Então, no início, ela era vivaz e cheia de esperança. Vemos quando pede ao pai sobre sua vontade de escrever à noite:
“- Não vou aborrecer ninguém. Prometo.”
Chamada pela tia de ”Robespierre” por causa das ideias que expõe, Emily responde com humor:
“- Tia, no máximo uma Charlotte Corday!”
Essa rebeldia feminina, vista com maus olhos pela sociedade calvinista em que vivia, vai custar mais tarde a Emily uma vida reclusa e nenhum reconhecimento pelos pouquíssimos poemas que publica.
“- Eu gostaria de ter alguma aceitação em vida”, lamenta ela a alguém que a consola dizendo que ela escreve para a posteridade.
Emily admirava a beleza e, para seu infortúnio, não era bela como a irmã Vinnie (Jennifer Ehle, atriz maravilhosa) ou sua amiga coquete e esperta Vinyling Buffam (Catherine Bailey). Uma severa autocrítica e rigidez ficam ainda mais marcantes quando a juventude passa e não há mais esperança de ser amada e amar.
Uma mãe depressiva e reclusa (Joanna Bacon) não poderia ter dado à sensível Emily, na infância, o aconchego que ela nunca iria experimentar.

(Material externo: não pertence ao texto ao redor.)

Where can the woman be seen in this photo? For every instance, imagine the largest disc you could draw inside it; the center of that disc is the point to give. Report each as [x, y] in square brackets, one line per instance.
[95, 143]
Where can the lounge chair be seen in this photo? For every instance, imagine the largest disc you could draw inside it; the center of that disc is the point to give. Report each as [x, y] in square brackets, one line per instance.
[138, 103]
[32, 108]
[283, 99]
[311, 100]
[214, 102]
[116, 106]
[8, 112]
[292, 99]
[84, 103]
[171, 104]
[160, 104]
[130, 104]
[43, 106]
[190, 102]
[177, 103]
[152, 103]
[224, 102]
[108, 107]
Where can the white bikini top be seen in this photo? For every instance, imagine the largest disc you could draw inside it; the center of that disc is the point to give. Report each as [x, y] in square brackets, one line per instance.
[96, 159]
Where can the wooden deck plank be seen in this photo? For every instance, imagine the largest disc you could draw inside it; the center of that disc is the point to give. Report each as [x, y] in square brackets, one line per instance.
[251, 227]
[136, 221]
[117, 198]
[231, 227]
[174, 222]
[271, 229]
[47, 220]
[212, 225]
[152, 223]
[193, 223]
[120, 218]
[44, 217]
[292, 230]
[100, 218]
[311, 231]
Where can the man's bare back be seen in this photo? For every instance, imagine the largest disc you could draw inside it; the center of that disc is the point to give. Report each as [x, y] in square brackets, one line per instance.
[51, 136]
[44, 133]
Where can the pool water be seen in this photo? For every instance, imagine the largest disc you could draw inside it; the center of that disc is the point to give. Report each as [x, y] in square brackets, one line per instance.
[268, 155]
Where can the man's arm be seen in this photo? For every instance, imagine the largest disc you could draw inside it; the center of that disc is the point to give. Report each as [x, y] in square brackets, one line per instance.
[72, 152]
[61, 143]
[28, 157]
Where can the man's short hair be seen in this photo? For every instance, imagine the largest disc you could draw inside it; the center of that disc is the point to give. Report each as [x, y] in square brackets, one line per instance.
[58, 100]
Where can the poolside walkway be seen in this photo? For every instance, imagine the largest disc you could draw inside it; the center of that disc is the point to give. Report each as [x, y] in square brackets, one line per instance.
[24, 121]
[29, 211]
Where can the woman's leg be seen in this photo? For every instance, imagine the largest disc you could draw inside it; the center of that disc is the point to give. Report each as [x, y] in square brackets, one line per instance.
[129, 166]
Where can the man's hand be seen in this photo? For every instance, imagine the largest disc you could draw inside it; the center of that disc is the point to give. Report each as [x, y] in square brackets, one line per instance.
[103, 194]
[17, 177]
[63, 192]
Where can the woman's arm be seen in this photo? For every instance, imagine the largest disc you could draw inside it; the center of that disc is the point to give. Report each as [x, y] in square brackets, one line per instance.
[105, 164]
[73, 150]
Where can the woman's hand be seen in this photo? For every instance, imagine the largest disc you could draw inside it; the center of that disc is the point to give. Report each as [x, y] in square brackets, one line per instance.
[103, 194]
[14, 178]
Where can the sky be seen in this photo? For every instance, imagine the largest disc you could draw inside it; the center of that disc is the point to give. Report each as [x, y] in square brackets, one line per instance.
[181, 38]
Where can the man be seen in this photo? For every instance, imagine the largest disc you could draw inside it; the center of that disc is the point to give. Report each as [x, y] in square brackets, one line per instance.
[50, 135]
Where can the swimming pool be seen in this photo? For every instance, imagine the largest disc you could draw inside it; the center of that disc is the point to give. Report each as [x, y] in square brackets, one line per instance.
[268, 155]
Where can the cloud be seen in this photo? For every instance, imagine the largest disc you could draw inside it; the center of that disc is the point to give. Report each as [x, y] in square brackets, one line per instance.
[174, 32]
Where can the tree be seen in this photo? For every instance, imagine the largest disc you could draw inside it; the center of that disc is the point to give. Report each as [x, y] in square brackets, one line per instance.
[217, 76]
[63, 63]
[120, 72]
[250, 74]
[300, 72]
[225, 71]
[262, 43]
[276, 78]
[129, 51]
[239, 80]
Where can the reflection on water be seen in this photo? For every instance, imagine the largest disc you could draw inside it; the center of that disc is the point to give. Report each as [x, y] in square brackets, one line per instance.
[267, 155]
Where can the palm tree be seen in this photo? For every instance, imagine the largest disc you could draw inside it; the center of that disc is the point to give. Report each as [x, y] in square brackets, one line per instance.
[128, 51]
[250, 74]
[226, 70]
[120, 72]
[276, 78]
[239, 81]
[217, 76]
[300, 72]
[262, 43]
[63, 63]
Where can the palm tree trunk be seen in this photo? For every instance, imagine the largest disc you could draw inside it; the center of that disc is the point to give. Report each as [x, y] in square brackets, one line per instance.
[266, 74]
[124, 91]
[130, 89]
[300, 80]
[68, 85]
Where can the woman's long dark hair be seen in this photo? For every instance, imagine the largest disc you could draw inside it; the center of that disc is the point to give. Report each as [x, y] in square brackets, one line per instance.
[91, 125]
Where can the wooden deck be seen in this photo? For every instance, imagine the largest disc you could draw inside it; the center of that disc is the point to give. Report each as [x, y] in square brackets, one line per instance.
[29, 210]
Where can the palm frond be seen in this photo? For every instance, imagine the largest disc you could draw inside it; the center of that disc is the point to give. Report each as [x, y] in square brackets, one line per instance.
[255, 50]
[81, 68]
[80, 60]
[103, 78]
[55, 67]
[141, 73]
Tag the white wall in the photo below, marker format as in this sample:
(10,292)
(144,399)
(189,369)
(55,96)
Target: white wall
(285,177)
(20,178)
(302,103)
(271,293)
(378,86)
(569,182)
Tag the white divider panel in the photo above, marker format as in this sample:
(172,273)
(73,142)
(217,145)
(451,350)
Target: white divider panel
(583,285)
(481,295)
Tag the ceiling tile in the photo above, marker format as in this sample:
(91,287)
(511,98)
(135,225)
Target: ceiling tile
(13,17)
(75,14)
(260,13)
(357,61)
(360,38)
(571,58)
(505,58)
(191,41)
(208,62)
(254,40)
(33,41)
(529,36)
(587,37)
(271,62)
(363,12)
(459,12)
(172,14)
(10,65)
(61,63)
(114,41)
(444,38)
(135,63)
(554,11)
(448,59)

Vinnie, sua irmã mais nova, que também não se casa, é a pessoa que mais consegue compreender a irmã e suas angústias.
Os poemas daquela que hoje é considerada uma das maiores poetas da língua inglesa, são lidos em “off” e acompanham cenas de episódios conhecidos de sua vida.
“ – Meus poemas são o meu consolo.”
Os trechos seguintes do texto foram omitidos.